柳は緑 花は紅 (34)
「さんぞー、スイカ!」
執務室ではなく、ここは蒸し風呂だったか、というような暑さの午後。
もう仕事を放り投げてやろうかと三蔵が思っていたところ、悟空がスイカを頭の上に掲げて執務室に入ってきた。

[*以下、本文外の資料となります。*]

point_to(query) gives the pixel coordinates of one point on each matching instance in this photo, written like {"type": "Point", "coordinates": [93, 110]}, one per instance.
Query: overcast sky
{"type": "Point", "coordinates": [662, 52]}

「お前は……。あれほどノックをしろといってるだろうに」
相変わらずノックもせずに、ずんずんと我が物顔で執務室に入ってくる悟空に、三蔵は溜息を漏らした。
暑過ぎて、ハリセンを取り出して怒る気にもなれない。
「だって両手が塞がってたんだもん」
「じゃあどうやって扉を開けたんだ」
「えっと……」
しばし考え、それから、てへっと悟空が誤魔化し笑いを浮かべる。
はぁ、と三蔵はもう一度、溜息をついた。
そんな三蔵にお構いなしに、悟空は机のうえにスイカを置くと、その辺の書類を片づけ出した。
「おい、こら、勝手に……」
「いーじゃん、どうせ今日はもう終わりだろ?」
確かに今日はもう仕事を放り出そうかと思っていたのだが。
ときどき、三蔵には悟空の『聲』のようなものが聞こえることがある。
聲、というか感情というか。
そんなものが流れ込んでくる。
それと同じで、悟空にも三蔵の聲が伝わっているのかもしれない、と思うことがある。
たぶん悟空は意識して聞いているわけではないのだろうが。
そんなことを思いながら、ぼんやりと悟空のやることを見ていたところ。
「せーのっ」
かけ声とともに、いきなり悟空が手刀でスイカを割った。
パシャン、とスイカの汁がその辺に飛ぶ。
「なにをする!」
ほとんど反射的に三蔵はハリセンを取り出すと悟空の頭に振り下ろした。
「いってぇ〜。なにをする、は三蔵の方だろうが。もう、なんでいっつもいきなりハリセンなんだ?」
「そうされることをお前がするからだろうが」
「だって、ちゃんと片づけたじゃんか」
ぷぅ、と頬を膨らませて悟空がいう。
「片づければいいってもんじゃねぇだろ。だいたいな、庫裏で切ってこいよ、そういうのは」
「こっちのが早ぇもん。それより、はい」
悟空は胸ポケットからスプーンを取り出すと三蔵に渡し、それから執務室の隅にある椅子を引きずってきた。
「これ、どうしたんだ?」
机のうえのスイカを改めて見ながら三蔵が聞く。
まさか食事当番の僧がおやつにスイカを丸ごとひとつ悟空に渡すとは思えない。
「今日、お遣いを頼まれて街に行ったんだけど、途中で畦に荷車の車輪を取られて困ってた人がいてね。それで助けてあげたらくれたんだ」
悟空はスプーンで半分に割ったスイカをすくいながらいう。
「裏山の川で冷やしておいたから、冷たいよ」
「……半分食う気か?」
「え? 三蔵、足りない?」
「違う、食い過ぎだろ」
「そう? 丸ごと1個でもいけると思うけどな」
「じゃ、ひとりで食えば良かっただろうに」
悟空がいったような経緯であればスイカを貰ったことなど、いわなければだれもわからないことだ。
「三蔵と一緒のが美味しいもん」
当たり前のように言って笑う悟空に、一瞬、三蔵の動きが止まる。
三蔵は、嬉しそうに、美味しそうに食べる悟空を見つめると。
それとわからぬくらいの笑みを浮かべて、スプーンを使い出した。